Mars may look like a dry, dusty planet today. But scientific models indicate that it was likely once home to massive amounts of water, both above and below its surface - and now, researchers have evidence to back those models up.
"Early Mars was a watery world, but as the planet's climate changed this water retreated below the surface to form pools and 'groundwater'," European Space Agency (ESA) researcher Francesco Salese said in a press release.
"We traced this water in our study, as its scale and role is a matter of debate," he continued, "and we found the first geological evidence of a planet-wide groundwater system on Mars."
Using data from a trio of instruments - the High Resolution Stereo Camera (HRSC) aboard the ESA's Mars Express spacecraft, NASA's High Resolution Imaging Science Experiment (HiRISE), and the Context Camera aboard NASA's Mars Reconnaissance Orbiter - the ESA researchers explored two dozen enclosed craters in Mars' northern hemisphere.
On the floors of these craters, the team found features that suggest the craters once contained "pools and flows of water that changed and receded over time".
They were even able to estimate past water levels and found they matched up with the expected shorelines of an ocean that many believe existed on Mars between three and four billion years ago - and which may have been connected to a system of subterranean lakes.
Water is a key indicator of life, so any evidence of water on Mars lends credence to the idea that the planet might have once been home to living organisms.

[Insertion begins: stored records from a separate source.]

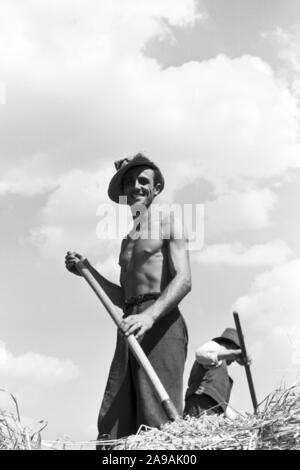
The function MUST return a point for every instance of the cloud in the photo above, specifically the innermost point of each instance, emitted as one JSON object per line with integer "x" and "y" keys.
{"x": 91, "y": 94}
{"x": 239, "y": 210}
{"x": 273, "y": 306}
{"x": 235, "y": 254}
{"x": 69, "y": 219}
{"x": 29, "y": 178}
{"x": 37, "y": 367}
{"x": 287, "y": 45}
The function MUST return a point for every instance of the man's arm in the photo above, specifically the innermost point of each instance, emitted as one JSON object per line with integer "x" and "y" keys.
{"x": 179, "y": 265}
{"x": 174, "y": 292}
{"x": 113, "y": 291}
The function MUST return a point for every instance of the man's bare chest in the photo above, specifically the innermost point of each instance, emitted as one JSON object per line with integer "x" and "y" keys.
{"x": 137, "y": 252}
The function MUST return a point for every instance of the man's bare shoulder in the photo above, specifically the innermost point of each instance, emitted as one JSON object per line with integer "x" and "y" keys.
{"x": 172, "y": 224}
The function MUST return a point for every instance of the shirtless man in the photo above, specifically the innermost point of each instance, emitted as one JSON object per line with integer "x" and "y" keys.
{"x": 155, "y": 276}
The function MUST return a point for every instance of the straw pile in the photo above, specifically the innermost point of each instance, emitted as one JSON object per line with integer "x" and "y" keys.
{"x": 14, "y": 435}
{"x": 276, "y": 426}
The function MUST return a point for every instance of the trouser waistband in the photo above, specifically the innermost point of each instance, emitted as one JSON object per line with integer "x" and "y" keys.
{"x": 139, "y": 299}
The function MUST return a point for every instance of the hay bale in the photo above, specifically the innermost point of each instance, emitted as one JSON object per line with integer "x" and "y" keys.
{"x": 276, "y": 426}
{"x": 13, "y": 434}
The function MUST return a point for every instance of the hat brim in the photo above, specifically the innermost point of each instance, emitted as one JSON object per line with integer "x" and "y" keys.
{"x": 115, "y": 188}
{"x": 226, "y": 340}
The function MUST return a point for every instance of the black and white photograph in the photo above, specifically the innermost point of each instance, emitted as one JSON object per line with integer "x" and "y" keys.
{"x": 150, "y": 227}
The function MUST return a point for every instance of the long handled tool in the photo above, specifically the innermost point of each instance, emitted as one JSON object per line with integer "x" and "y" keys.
{"x": 134, "y": 345}
{"x": 245, "y": 360}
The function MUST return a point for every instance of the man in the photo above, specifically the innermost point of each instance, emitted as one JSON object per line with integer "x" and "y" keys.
{"x": 155, "y": 276}
{"x": 209, "y": 385}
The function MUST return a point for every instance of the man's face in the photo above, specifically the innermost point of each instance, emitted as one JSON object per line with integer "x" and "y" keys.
{"x": 139, "y": 186}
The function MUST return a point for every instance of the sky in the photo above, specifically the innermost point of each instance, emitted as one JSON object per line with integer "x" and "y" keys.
{"x": 209, "y": 90}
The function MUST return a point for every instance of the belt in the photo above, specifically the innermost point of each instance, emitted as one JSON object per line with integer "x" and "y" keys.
{"x": 139, "y": 299}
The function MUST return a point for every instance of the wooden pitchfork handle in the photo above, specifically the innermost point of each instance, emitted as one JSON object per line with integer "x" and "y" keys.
{"x": 246, "y": 365}
{"x": 134, "y": 345}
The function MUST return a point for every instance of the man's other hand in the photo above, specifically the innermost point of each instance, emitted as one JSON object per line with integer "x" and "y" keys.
{"x": 71, "y": 259}
{"x": 137, "y": 324}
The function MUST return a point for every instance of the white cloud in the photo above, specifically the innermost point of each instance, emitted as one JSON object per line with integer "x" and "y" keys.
{"x": 69, "y": 218}
{"x": 230, "y": 120}
{"x": 274, "y": 304}
{"x": 235, "y": 254}
{"x": 239, "y": 210}
{"x": 287, "y": 46}
{"x": 37, "y": 367}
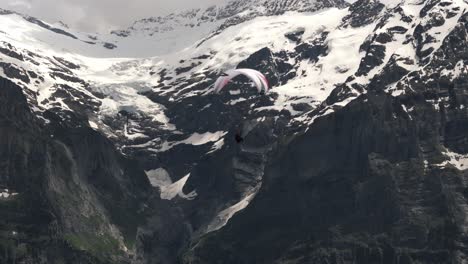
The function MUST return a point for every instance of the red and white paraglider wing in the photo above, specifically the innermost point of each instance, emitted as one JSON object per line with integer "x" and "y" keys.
{"x": 256, "y": 77}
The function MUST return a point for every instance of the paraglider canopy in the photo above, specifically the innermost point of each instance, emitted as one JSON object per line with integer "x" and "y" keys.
{"x": 256, "y": 77}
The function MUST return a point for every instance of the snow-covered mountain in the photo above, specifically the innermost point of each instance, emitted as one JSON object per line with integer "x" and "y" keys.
{"x": 357, "y": 153}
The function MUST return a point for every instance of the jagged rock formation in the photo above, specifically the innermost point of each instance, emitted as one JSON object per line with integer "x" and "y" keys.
{"x": 358, "y": 154}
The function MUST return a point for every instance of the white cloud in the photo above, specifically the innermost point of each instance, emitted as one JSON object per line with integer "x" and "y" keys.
{"x": 100, "y": 15}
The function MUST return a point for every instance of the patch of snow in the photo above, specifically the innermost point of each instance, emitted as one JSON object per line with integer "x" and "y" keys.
{"x": 169, "y": 192}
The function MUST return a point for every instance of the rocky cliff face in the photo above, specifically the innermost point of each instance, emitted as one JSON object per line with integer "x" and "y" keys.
{"x": 358, "y": 153}
{"x": 69, "y": 195}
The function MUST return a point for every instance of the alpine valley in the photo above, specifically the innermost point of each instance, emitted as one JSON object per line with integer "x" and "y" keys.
{"x": 114, "y": 149}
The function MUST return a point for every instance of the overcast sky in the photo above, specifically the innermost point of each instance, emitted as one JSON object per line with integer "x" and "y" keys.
{"x": 100, "y": 15}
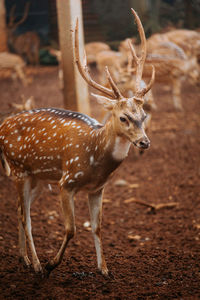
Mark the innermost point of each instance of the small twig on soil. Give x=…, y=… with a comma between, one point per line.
x=153, y=207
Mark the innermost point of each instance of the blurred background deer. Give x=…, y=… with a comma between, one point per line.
x=26, y=45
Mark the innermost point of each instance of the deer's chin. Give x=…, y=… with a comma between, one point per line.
x=141, y=146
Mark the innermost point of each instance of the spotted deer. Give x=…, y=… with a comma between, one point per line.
x=75, y=152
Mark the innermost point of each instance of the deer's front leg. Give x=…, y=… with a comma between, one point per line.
x=25, y=197
x=69, y=222
x=22, y=239
x=176, y=93
x=95, y=207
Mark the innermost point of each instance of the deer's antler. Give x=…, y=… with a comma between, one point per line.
x=139, y=61
x=113, y=93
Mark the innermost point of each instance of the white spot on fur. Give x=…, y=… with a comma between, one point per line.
x=121, y=148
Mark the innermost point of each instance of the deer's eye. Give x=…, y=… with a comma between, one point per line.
x=122, y=119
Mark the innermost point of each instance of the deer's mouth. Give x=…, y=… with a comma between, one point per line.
x=142, y=143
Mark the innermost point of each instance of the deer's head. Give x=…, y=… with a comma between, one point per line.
x=127, y=114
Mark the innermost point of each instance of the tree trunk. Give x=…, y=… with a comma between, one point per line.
x=3, y=31
x=75, y=88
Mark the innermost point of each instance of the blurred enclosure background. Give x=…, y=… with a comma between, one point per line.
x=109, y=21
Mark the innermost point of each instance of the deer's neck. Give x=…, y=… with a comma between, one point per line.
x=117, y=146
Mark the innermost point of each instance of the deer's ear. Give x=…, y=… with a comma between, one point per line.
x=106, y=102
x=139, y=101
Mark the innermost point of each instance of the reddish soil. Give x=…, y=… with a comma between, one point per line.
x=150, y=254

But evidence of a groundwater system isn't the only ESA discovery with life-on-Mars implications - within five of the craters they examined, the team also found signs of minerals that past research has connected to the emergence of life on Earth.
As Mars Express project scientist Dmitri Titov noted, the discovery could help researchers pinpoint the spots on Mars most likely to contains evidence of past life on the Red Planet - potentially putting us one step closer to finding extraterrestrial life.